Commenting on Sonja’s research, Anita Klingler (doctoral student in history at Edinburgh) provided some further points for discussion. She highlighted the possibility for other transnational comparisons in educational policy, such as with Britain or Italy, and raised the question of whether Saarland, administered by France until 1956, adopted French or West German ideas of democracy and authority within educational systems. Responding to these points, Sonja acknowledged the lack of research into other countries’ education policies and argued that from a German perspective, British and American schools and universities represented a democratic ideal to aspire to, even when the reality – for example, British public schools – fell short of this image. In the case of Saarland, Sonja added that student newspapers only proliferated after the transition to German administration, further emphasising the importance of political context in driving democratisation within education.

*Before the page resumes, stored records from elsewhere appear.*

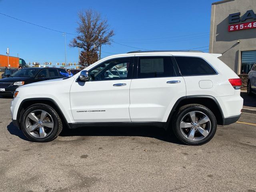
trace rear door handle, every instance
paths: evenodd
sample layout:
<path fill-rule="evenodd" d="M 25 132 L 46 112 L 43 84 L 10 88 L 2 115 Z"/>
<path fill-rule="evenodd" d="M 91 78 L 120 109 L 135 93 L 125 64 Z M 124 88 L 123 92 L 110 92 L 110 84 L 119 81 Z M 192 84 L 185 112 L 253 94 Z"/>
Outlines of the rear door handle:
<path fill-rule="evenodd" d="M 120 87 L 121 86 L 125 86 L 126 85 L 126 83 L 118 83 L 117 84 L 114 84 L 113 85 L 115 87 Z"/>
<path fill-rule="evenodd" d="M 180 80 L 170 81 L 166 82 L 166 83 L 168 83 L 170 84 L 173 84 L 174 83 L 180 83 Z"/>

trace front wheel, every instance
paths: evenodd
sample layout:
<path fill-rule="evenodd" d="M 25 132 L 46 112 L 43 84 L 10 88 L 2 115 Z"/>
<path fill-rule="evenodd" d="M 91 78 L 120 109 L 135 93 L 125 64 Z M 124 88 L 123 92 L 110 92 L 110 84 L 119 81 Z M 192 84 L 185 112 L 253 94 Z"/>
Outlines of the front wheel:
<path fill-rule="evenodd" d="M 56 138 L 61 132 L 61 120 L 49 105 L 32 105 L 26 109 L 21 121 L 24 134 L 35 142 L 48 142 Z"/>
<path fill-rule="evenodd" d="M 217 128 L 215 116 L 201 105 L 190 104 L 181 107 L 173 118 L 172 128 L 183 143 L 199 145 L 210 141 Z"/>

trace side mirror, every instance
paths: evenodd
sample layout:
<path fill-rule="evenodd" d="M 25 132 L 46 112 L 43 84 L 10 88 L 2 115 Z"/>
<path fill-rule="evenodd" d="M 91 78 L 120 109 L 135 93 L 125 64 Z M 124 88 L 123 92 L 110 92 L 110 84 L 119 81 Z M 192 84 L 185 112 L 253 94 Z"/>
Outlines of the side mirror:
<path fill-rule="evenodd" d="M 80 73 L 80 79 L 81 81 L 86 81 L 89 79 L 88 72 L 86 70 L 84 70 Z"/>

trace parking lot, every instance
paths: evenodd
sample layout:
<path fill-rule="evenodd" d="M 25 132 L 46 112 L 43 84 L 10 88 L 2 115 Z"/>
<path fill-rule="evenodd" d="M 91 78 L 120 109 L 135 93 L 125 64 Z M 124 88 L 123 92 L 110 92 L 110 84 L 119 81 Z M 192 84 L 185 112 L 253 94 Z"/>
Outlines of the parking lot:
<path fill-rule="evenodd" d="M 184 145 L 154 127 L 64 130 L 28 141 L 0 98 L 0 191 L 256 191 L 256 114 Z"/>

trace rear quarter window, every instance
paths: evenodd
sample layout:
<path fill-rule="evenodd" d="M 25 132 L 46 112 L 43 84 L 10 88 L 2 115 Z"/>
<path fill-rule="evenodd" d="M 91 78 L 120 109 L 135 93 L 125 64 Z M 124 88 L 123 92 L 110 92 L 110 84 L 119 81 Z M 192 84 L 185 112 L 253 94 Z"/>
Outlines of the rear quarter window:
<path fill-rule="evenodd" d="M 216 72 L 204 59 L 199 57 L 175 56 L 182 75 L 214 75 Z"/>

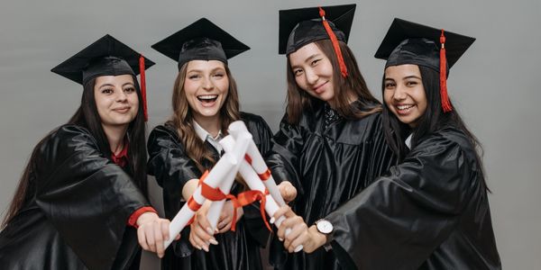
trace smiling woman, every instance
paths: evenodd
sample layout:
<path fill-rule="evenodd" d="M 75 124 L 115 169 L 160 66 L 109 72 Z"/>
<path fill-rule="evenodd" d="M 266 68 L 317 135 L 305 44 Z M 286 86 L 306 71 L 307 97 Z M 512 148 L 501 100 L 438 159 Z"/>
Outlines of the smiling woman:
<path fill-rule="evenodd" d="M 83 85 L 81 104 L 34 148 L 0 233 L 3 269 L 135 269 L 137 242 L 162 256 L 135 77 L 151 65 L 105 35 L 52 69 Z"/>
<path fill-rule="evenodd" d="M 220 158 L 218 140 L 231 122 L 243 121 L 263 155 L 270 148 L 271 133 L 261 117 L 239 111 L 227 59 L 249 50 L 246 45 L 203 18 L 152 48 L 179 62 L 173 113 L 151 132 L 148 141 L 149 174 L 163 188 L 165 213 L 172 218 L 192 195 L 203 172 Z M 243 184 L 235 182 L 231 194 L 243 189 Z M 182 239 L 168 249 L 162 268 L 261 269 L 258 247 L 266 244 L 269 232 L 259 206 L 235 209 L 226 202 L 215 232 L 206 217 L 208 206 L 197 211 Z M 236 230 L 231 231 L 234 212 Z"/>
<path fill-rule="evenodd" d="M 426 111 L 426 94 L 417 65 L 400 65 L 385 69 L 383 100 L 399 120 L 415 128 Z"/>

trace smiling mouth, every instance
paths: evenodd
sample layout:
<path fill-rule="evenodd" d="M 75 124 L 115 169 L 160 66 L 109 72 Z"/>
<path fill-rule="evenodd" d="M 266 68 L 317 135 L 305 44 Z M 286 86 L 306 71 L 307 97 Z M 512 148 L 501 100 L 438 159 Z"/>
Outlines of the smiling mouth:
<path fill-rule="evenodd" d="M 316 92 L 316 94 L 321 94 L 321 93 L 323 93 L 323 91 L 324 91 L 324 89 L 323 89 L 323 86 L 324 86 L 325 85 L 326 85 L 327 83 L 328 83 L 328 82 L 325 82 L 325 83 L 323 83 L 323 84 L 321 84 L 321 85 L 319 85 L 319 86 L 316 86 L 316 87 L 312 88 L 312 90 L 314 90 L 314 92 Z"/>
<path fill-rule="evenodd" d="M 128 111 L 130 111 L 130 107 L 116 108 L 116 109 L 113 109 L 113 111 L 120 112 L 120 113 L 124 113 L 124 112 L 127 112 Z"/>
<path fill-rule="evenodd" d="M 409 111 L 411 111 L 411 109 L 415 107 L 415 104 L 396 105 L 395 107 L 397 108 L 397 112 L 399 114 L 408 114 L 409 113 Z"/>
<path fill-rule="evenodd" d="M 204 94 L 204 95 L 197 95 L 197 99 L 202 102 L 203 104 L 211 104 L 216 101 L 216 99 L 218 99 L 218 95 L 217 94 Z"/>

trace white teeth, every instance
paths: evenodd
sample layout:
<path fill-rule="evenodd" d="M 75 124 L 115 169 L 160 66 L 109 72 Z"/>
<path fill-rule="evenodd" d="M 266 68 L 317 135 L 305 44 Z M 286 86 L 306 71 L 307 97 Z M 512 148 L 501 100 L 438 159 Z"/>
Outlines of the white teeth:
<path fill-rule="evenodd" d="M 397 106 L 397 108 L 399 108 L 399 110 L 406 110 L 406 109 L 409 109 L 411 107 L 413 107 L 413 105 L 399 105 L 399 106 Z"/>
<path fill-rule="evenodd" d="M 206 95 L 198 95 L 197 98 L 199 99 L 215 99 L 218 97 L 217 94 L 206 94 Z"/>

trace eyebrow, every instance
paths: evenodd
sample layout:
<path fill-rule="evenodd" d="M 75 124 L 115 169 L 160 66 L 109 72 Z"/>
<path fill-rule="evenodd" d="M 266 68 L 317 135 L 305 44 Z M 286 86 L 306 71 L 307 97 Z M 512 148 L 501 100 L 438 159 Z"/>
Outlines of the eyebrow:
<path fill-rule="evenodd" d="M 210 72 L 215 72 L 216 70 L 220 70 L 220 71 L 225 71 L 225 68 L 222 68 L 222 67 L 216 67 L 216 68 L 212 68 L 212 69 L 210 70 Z M 186 73 L 190 73 L 190 72 L 198 72 L 198 73 L 202 73 L 202 72 L 203 72 L 203 70 L 201 70 L 201 69 L 197 69 L 197 68 L 194 68 L 194 69 L 189 69 L 189 70 L 187 70 L 187 71 L 186 71 Z"/>
<path fill-rule="evenodd" d="M 124 87 L 124 86 L 128 86 L 128 85 L 130 85 L 130 86 L 135 86 L 135 85 L 133 85 L 133 83 L 132 83 L 132 82 L 127 82 L 127 83 L 124 83 L 124 85 L 122 85 L 122 86 Z M 105 87 L 105 86 L 111 86 L 111 87 L 115 87 L 115 86 L 114 86 L 113 84 L 103 84 L 103 85 L 99 86 L 97 87 L 97 89 L 101 89 L 101 88 L 103 88 L 103 87 Z"/>
<path fill-rule="evenodd" d="M 407 76 L 403 77 L 402 79 L 405 80 L 405 79 L 408 79 L 408 78 L 416 78 L 416 79 L 419 79 L 419 80 L 421 79 L 420 76 L 415 76 L 415 75 Z"/>

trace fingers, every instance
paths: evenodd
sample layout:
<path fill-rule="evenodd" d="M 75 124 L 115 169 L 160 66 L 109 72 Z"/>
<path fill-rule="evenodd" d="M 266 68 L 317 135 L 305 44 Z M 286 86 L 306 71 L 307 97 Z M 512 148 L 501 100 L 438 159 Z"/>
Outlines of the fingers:
<path fill-rule="evenodd" d="M 154 231 L 154 249 L 159 257 L 163 256 L 163 233 L 161 232 L 162 224 L 165 223 L 162 220 L 154 221 L 153 231 Z M 168 226 L 169 227 L 169 226 Z"/>
<path fill-rule="evenodd" d="M 142 248 L 144 250 L 151 250 L 149 245 L 146 242 L 146 236 L 144 234 L 144 229 L 139 227 L 137 229 L 137 240 L 139 241 L 139 246 Z"/>
<path fill-rule="evenodd" d="M 296 220 L 296 224 L 292 225 L 292 226 L 284 226 L 286 228 L 290 228 L 290 231 L 289 233 L 288 233 L 288 235 L 286 235 L 284 237 L 284 248 L 286 248 L 288 249 L 288 251 L 289 252 L 293 252 L 295 250 L 295 248 L 297 248 L 297 246 L 301 245 L 304 243 L 307 236 L 307 232 L 308 232 L 308 227 L 307 226 L 306 223 L 304 223 L 304 221 L 302 221 L 302 218 L 300 217 L 296 217 L 296 218 L 292 218 L 291 220 L 295 219 Z M 285 221 L 284 221 L 285 223 Z M 294 244 L 297 243 L 297 244 Z"/>
<path fill-rule="evenodd" d="M 231 221 L 233 220 L 233 217 L 225 216 L 224 219 L 218 222 L 216 228 L 218 229 L 218 233 L 224 233 L 231 229 Z"/>
<path fill-rule="evenodd" d="M 206 219 L 205 218 L 205 220 Z M 190 225 L 189 241 L 197 249 L 208 252 L 209 244 L 217 245 L 218 242 L 213 237 L 213 231 L 210 227 L 203 227 L 204 225 L 200 221 L 197 215 L 194 222 Z M 208 220 L 206 220 L 206 223 L 208 223 Z"/>
<path fill-rule="evenodd" d="M 270 219 L 270 223 L 274 223 L 274 221 L 278 220 L 278 219 L 286 214 L 286 212 L 289 212 L 291 208 L 289 205 L 284 205 L 278 209 L 277 212 L 272 215 L 272 219 Z"/>

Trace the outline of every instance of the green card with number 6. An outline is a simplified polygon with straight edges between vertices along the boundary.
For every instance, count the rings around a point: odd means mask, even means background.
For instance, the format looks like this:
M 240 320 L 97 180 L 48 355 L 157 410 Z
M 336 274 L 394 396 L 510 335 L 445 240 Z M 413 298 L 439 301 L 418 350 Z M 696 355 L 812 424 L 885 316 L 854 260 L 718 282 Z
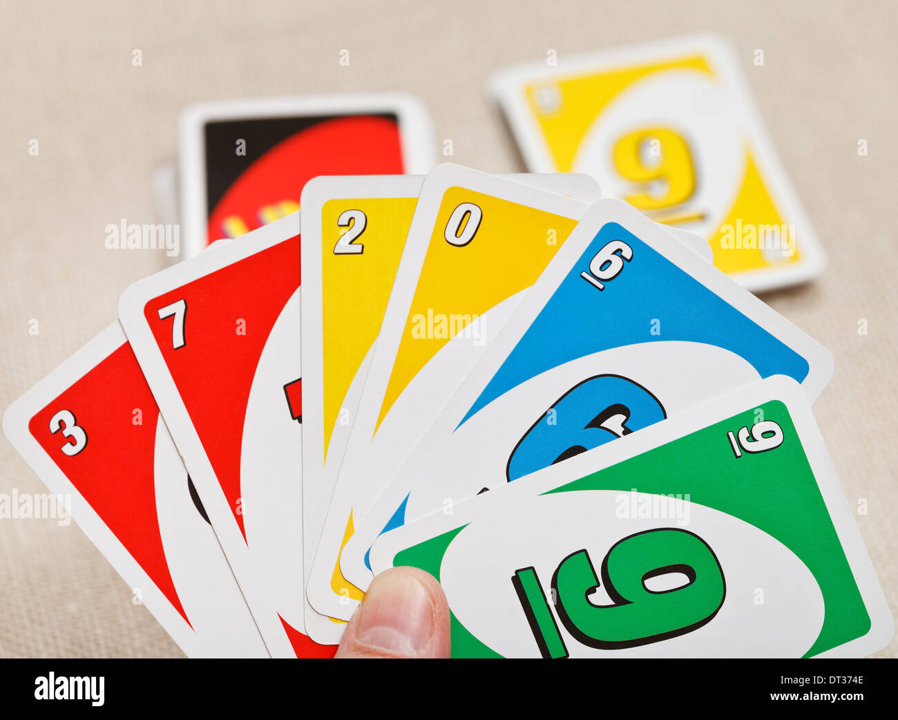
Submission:
M 798 385 L 776 376 L 383 535 L 453 657 L 845 657 L 894 623 Z

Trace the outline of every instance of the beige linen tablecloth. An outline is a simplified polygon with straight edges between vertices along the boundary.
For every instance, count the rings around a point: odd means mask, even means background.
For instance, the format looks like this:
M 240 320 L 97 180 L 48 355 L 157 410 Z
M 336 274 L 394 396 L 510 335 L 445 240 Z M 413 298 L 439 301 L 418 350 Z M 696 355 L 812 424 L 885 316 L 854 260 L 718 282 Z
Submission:
M 817 282 L 764 300 L 835 356 L 814 414 L 849 501 L 867 500 L 858 524 L 894 612 L 896 28 L 891 2 L 4 3 L 0 408 L 113 320 L 128 285 L 165 265 L 158 251 L 107 250 L 104 228 L 157 222 L 150 177 L 174 157 L 185 105 L 408 91 L 428 106 L 437 137 L 453 141 L 454 162 L 520 171 L 485 97 L 493 70 L 550 48 L 713 31 L 735 43 L 829 254 Z M 756 48 L 762 67 L 752 63 Z M 0 492 L 43 490 L 4 439 L 0 467 Z M 131 599 L 75 525 L 0 520 L 0 656 L 180 655 Z M 898 654 L 898 643 L 881 654 Z

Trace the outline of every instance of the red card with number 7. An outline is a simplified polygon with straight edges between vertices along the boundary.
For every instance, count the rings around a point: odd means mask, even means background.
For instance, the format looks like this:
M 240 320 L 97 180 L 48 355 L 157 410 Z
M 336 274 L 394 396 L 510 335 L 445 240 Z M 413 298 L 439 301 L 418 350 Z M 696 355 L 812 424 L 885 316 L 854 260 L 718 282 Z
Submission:
M 121 296 L 119 315 L 274 657 L 304 633 L 299 214 Z

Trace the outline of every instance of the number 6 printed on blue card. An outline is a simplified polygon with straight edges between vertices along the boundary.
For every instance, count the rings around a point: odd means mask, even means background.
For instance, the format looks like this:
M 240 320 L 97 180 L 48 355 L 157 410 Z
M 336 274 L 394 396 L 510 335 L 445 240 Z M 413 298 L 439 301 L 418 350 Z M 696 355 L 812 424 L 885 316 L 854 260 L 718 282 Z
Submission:
M 817 342 L 620 200 L 592 206 L 350 542 L 782 374 L 808 401 Z M 348 552 L 357 552 L 349 549 Z

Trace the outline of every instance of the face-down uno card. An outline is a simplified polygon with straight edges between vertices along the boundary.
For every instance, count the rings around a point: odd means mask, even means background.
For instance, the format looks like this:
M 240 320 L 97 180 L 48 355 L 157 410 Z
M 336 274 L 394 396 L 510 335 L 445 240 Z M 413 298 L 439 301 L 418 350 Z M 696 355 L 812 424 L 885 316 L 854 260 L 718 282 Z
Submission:
M 531 171 L 593 175 L 604 197 L 701 235 L 715 267 L 750 290 L 823 270 L 814 228 L 724 40 L 526 64 L 490 88 Z
M 299 214 L 131 285 L 119 316 L 272 656 L 304 634 Z
M 456 657 L 846 657 L 894 624 L 788 378 L 380 538 L 440 580 Z
M 344 554 L 761 378 L 791 376 L 813 401 L 829 352 L 666 241 L 621 200 L 594 205 Z
M 427 172 L 434 148 L 426 108 L 401 93 L 193 105 L 179 119 L 184 254 L 296 212 L 316 175 Z
M 189 657 L 268 651 L 118 322 L 9 407 L 4 433 Z
M 349 521 L 365 517 L 585 209 L 455 165 L 427 176 L 331 499 L 326 527 L 341 522 L 326 531 L 329 548 L 347 542 Z M 364 552 L 339 563 L 366 586 Z M 348 617 L 352 597 L 341 601 Z
M 508 175 L 509 180 L 585 202 L 599 198 L 585 175 Z M 423 178 L 321 177 L 303 191 L 304 548 L 306 615 L 347 612 L 361 593 L 343 577 L 339 551 L 351 534 L 351 506 L 321 535 L 337 472 L 353 425 L 372 348 L 406 244 Z M 700 247 L 697 238 L 682 238 Z M 704 244 L 704 243 L 701 243 Z M 319 547 L 319 538 L 321 538 Z M 318 557 L 316 558 L 316 549 Z M 314 559 L 314 562 L 313 560 Z M 334 642 L 340 626 L 323 626 Z

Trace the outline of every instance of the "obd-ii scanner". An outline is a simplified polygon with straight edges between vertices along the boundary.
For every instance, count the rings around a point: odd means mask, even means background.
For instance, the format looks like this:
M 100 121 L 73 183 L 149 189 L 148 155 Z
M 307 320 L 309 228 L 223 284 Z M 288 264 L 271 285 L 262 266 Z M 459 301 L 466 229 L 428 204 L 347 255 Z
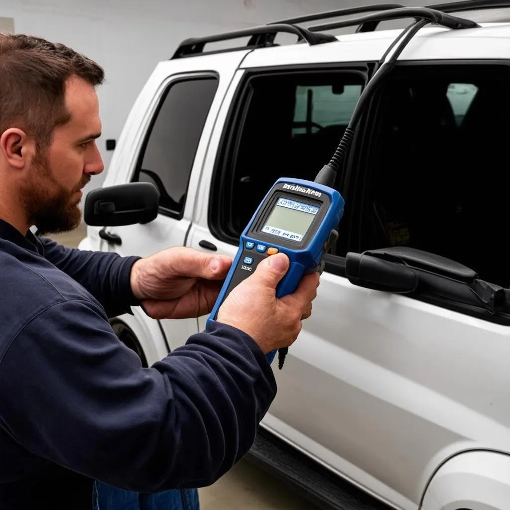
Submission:
M 305 273 L 321 271 L 324 255 L 336 240 L 335 229 L 343 210 L 344 200 L 332 188 L 301 179 L 278 179 L 241 235 L 239 249 L 208 322 L 216 319 L 232 289 L 267 257 L 281 252 L 289 259 L 287 272 L 276 287 L 277 297 L 292 294 Z M 285 354 L 280 350 L 280 368 Z M 267 355 L 270 363 L 274 354 Z
M 329 163 L 322 167 L 314 181 L 279 178 L 257 208 L 241 236 L 239 249 L 208 323 L 216 319 L 219 307 L 232 289 L 251 274 L 266 257 L 281 252 L 290 259 L 288 271 L 276 287 L 277 297 L 293 292 L 305 273 L 322 271 L 323 258 L 336 241 L 335 229 L 343 213 L 344 199 L 334 187 L 336 172 L 352 143 L 364 106 L 405 45 L 421 28 L 430 22 L 453 29 L 476 26 L 470 20 L 426 8 L 392 9 L 350 20 L 349 23 L 361 24 L 411 17 L 415 18 L 414 22 L 395 39 L 377 63 Z M 256 314 L 257 311 L 253 313 Z M 279 349 L 280 369 L 287 350 L 286 347 Z M 270 363 L 275 354 L 273 351 L 267 355 Z

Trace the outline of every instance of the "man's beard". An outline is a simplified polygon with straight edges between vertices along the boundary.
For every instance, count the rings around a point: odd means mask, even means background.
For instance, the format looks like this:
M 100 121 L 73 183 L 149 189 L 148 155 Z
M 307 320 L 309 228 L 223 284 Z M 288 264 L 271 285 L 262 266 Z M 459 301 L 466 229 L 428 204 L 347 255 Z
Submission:
M 40 153 L 32 161 L 31 175 L 25 183 L 21 194 L 31 225 L 42 235 L 68 232 L 75 228 L 82 219 L 79 201 L 71 201 L 73 193 L 90 180 L 84 175 L 80 184 L 70 192 L 54 177 L 46 156 Z

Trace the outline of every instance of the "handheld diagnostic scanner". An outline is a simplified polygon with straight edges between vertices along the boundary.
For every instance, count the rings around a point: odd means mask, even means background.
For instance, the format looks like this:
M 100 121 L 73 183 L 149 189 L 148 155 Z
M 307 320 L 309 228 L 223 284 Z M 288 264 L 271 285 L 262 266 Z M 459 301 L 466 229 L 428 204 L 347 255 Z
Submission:
M 276 288 L 277 297 L 293 292 L 305 272 L 321 271 L 328 240 L 332 243 L 338 235 L 335 229 L 343 212 L 343 199 L 334 189 L 336 172 L 341 167 L 352 143 L 365 107 L 381 80 L 395 65 L 410 41 L 428 23 L 452 30 L 478 26 L 470 20 L 429 8 L 392 9 L 351 19 L 349 23 L 361 26 L 363 23 L 406 17 L 413 17 L 414 20 L 394 40 L 377 63 L 329 163 L 322 167 L 313 182 L 285 177 L 278 179 L 259 206 L 241 236 L 239 249 L 208 323 L 216 319 L 218 309 L 232 289 L 252 274 L 266 257 L 280 251 L 290 261 L 287 273 Z M 254 314 L 257 313 L 253 311 Z M 280 368 L 287 351 L 286 347 L 279 349 Z M 270 363 L 275 353 L 273 351 L 267 355 Z
M 305 272 L 321 270 L 324 255 L 336 240 L 335 229 L 343 210 L 344 200 L 332 188 L 301 179 L 278 179 L 241 235 L 237 253 L 208 322 L 216 320 L 232 289 L 267 257 L 282 252 L 289 259 L 287 272 L 276 287 L 277 297 L 292 294 Z M 267 354 L 270 362 L 274 354 Z

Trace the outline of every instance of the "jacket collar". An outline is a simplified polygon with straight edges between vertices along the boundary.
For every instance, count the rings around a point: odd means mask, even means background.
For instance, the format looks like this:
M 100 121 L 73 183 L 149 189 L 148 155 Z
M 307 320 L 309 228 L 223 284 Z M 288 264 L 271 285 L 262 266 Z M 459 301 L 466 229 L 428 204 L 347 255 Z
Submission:
M 9 241 L 39 255 L 43 254 L 42 244 L 30 230 L 26 236 L 23 236 L 10 223 L 2 219 L 0 219 L 0 239 Z

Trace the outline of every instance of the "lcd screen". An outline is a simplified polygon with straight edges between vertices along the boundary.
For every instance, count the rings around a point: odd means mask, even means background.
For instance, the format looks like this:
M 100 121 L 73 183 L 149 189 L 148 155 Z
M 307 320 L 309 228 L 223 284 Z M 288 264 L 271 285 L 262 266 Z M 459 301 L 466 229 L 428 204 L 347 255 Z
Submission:
M 291 241 L 302 241 L 318 212 L 318 206 L 280 197 L 261 232 Z

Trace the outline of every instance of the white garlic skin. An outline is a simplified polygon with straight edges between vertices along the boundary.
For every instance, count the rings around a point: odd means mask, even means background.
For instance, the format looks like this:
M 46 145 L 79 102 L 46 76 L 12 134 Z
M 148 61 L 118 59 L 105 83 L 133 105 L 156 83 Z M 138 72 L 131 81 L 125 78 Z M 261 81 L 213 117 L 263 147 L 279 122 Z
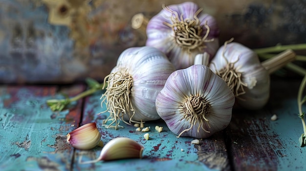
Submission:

The session ended with a wide-ranging discussion, which lasted for over an hour. Sonja was grilled about the methodological and empirical foundations of her work, and she responded superbly to the many different questions. The very open discussion between staff, postgraduates and undergraduates was proof that, under these unusual circumstances, it is possible to break down some of the hierarchies of the university. Long may this continue!
Mathew Nicolson is an MSc by Research student in Scottish History. His research interests focus on the politics and culture of postwar Scotland with particular emphases on its ‘peripheral’ island groups and imperial connections. His dissertation explores Scottish responses to the Apartheid regime in South Africa.